Wonder women: Anupama Chopra picks her top heroines of the silver screen
I’ve always bristled at the idea of having a designated day to celebrate women. One half of humanity shouldn’t need a day to assert achievements and rally for equality. This should be a given. But since we are far from having that Utopian ideal, I’ll take the day. I’m celebrating International Women’s Day with an imaginary party, and on the guest list are some of my favourite female characters from Hindi cinema.

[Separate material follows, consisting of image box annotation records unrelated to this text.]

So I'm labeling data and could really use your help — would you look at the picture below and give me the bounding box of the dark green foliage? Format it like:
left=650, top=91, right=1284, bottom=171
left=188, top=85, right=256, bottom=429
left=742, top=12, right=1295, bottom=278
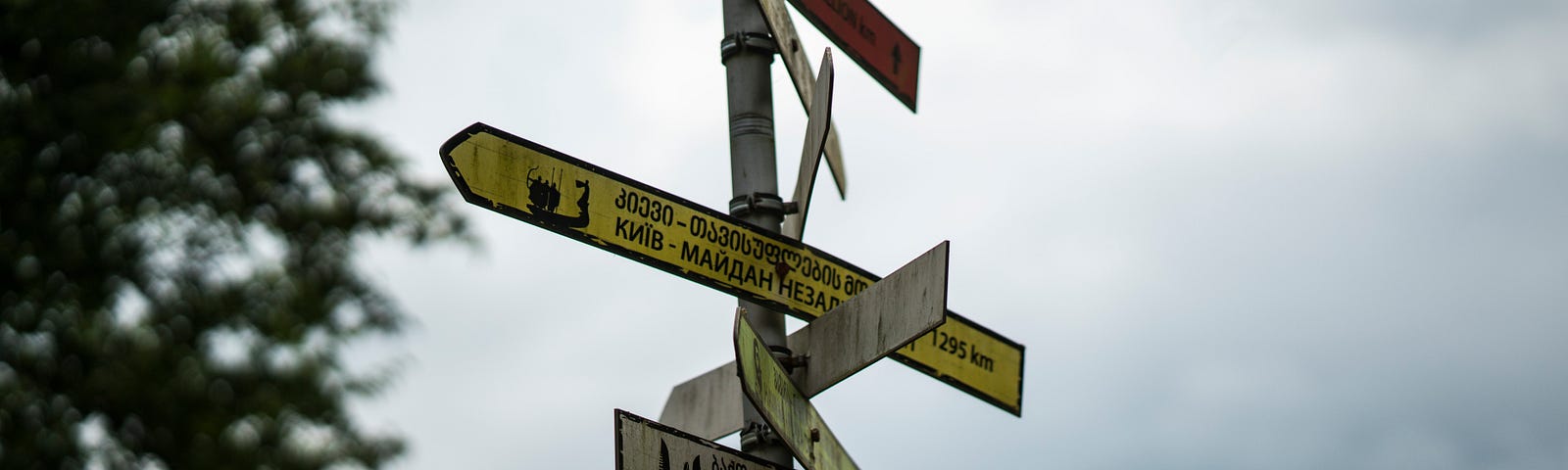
left=0, top=0, right=465, bottom=468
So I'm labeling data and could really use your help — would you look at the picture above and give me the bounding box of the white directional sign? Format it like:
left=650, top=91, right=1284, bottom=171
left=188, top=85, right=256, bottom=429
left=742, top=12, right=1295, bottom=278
left=614, top=410, right=789, bottom=470
left=782, top=49, right=833, bottom=240
left=758, top=0, right=850, bottom=198
left=735, top=308, right=859, bottom=470
left=659, top=241, right=947, bottom=439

Sonbai from Mirch Masala (1987): Long before the hashtag MeToo, Sonbai was calling out sexual predators. All those years ago, Ketan Mehta created a feminist classic, set in colonial India, in which the women in a Gujarat village come together to oppose a sadistic subedar and systemic patriarchy. Smita Patil as the fiery Sonbai, who refuses to submit to the subedar, was spectacular. Perhaps she could tell me what her life was like after she put down the sickle she wielded in that iconic last scene.
Tara Jaiswal from Dil Chahta Hai (2001): An alcoholic with dignity is not an easy role to pull off in Bollywood, but Dimple Kapadia, with exactly the right touch of brittle grace, made it seem effortless. Tara, bruised from a nasty divorce, hurting and lonely, knocked back the booze but never relinquished her independence. And in that tenuous relationship with Sid, she found a semblance of peace.

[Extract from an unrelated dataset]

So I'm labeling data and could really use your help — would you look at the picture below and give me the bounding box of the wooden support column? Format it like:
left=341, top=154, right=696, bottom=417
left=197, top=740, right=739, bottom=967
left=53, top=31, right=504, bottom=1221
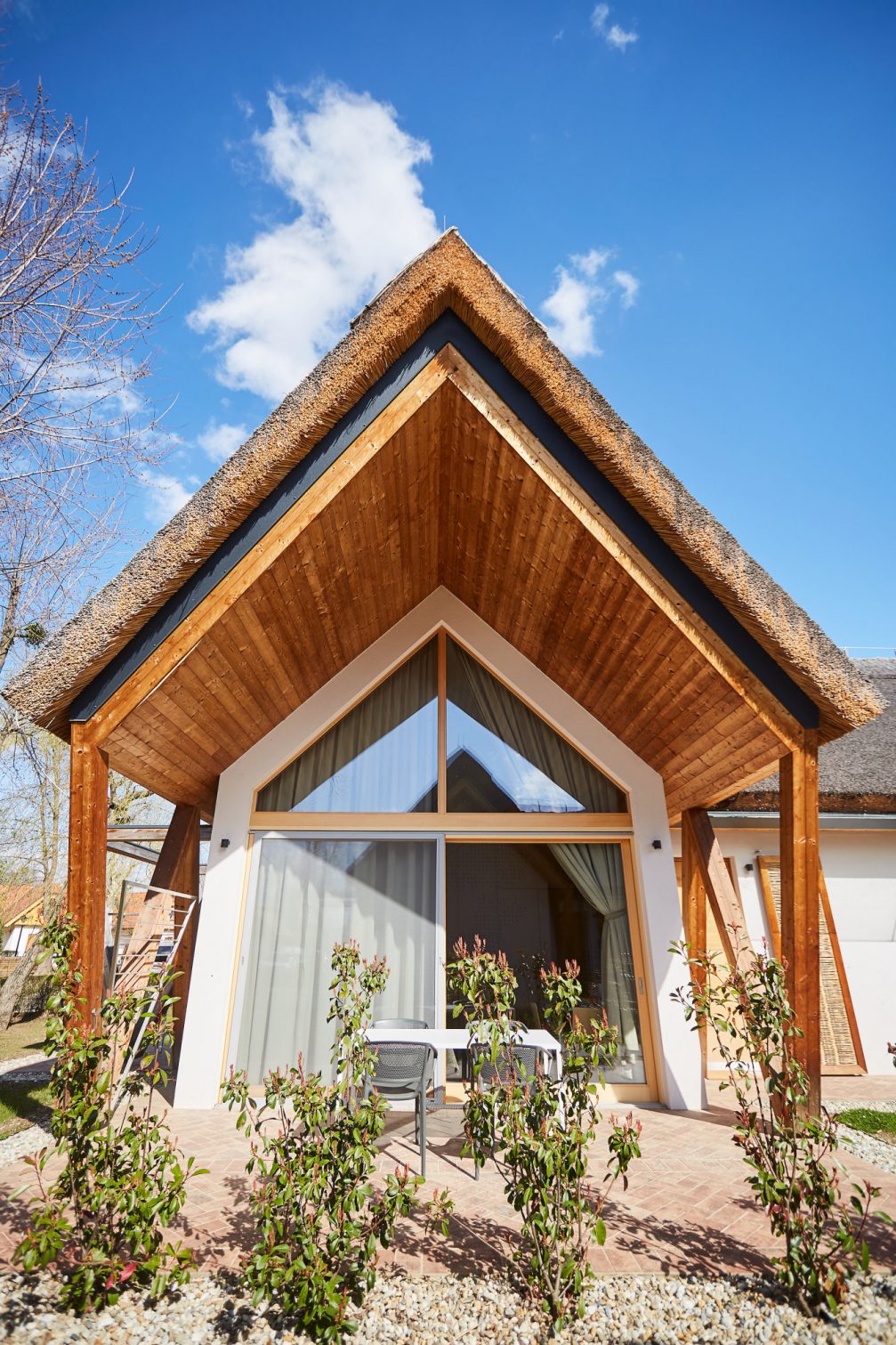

Anarkali from Mughal-e-Azam (1960): Here was a dancing girl who fell in love with a crown prince and took on the emperor of India. Has there ever been a declaration of love as cheekily defiant as Anarkali (Madhubala) singing Pyar Kiya To Darna Kya in that hall of mirrors, before a seething Emperor Akbar? When she swirls in front of him and says, ‘Purdah nahin jab koi khuda se, bando se purdah karna kya,’ she gets the moral upper hand. I disagree with the emperor too. I think she would have made a fine Malika-e-Hindustan.
Nimmi from Maqbool (2003): What a mystery Nimmi is. Reckless, selfish, desperate for love; also an accomplice to murder. She lives with a fearsome criminal but flirts outrageously with his most able lieutenant. Their union upends the strict order of their world. In the end, as Nimmi (Tabu) lies dying in Maqbool’s arms, she asks, ‘Kya sab gunah tha, miya.’ My answer is no. Their doomed love was a thing of beauty.
Buaji from Lipstick Under My Burkha (2016): Buaji is a 55-year-old widow with white streaks in her hair and an authoritarian manner, who also has a throbbing crush on her swimming instructor. This feminist drama by Alankrita Shrivastava is among the few Hindi films to explore the sexuality of an older woman. Ratna Pathak Shah gave Buaji’s longing such dignity too. I think she would be great company.
Phoolan Devi from Bandit Queen (1994): Shekhar Kapur’s rendition of Phoolan’s life on film had many detractors, including Phoolan herself, but the power of Seema Biswas’s National Award-winning acting debut is undeniable. Amid scenes of rape and harrowing violence, she towered, with her rage and her red bandana. Imagine the stories she would have to tell.
To this mix, I would add Piku from Piku, Vidya Bagchi from Kahaani, Rani from Queen, Ila from The Lunchbox, Seema Sohni from Mr India and Poo from Kabhi Khushi Kabhie Gham... Think about the conversations in the room with these fabulous women all gathered together!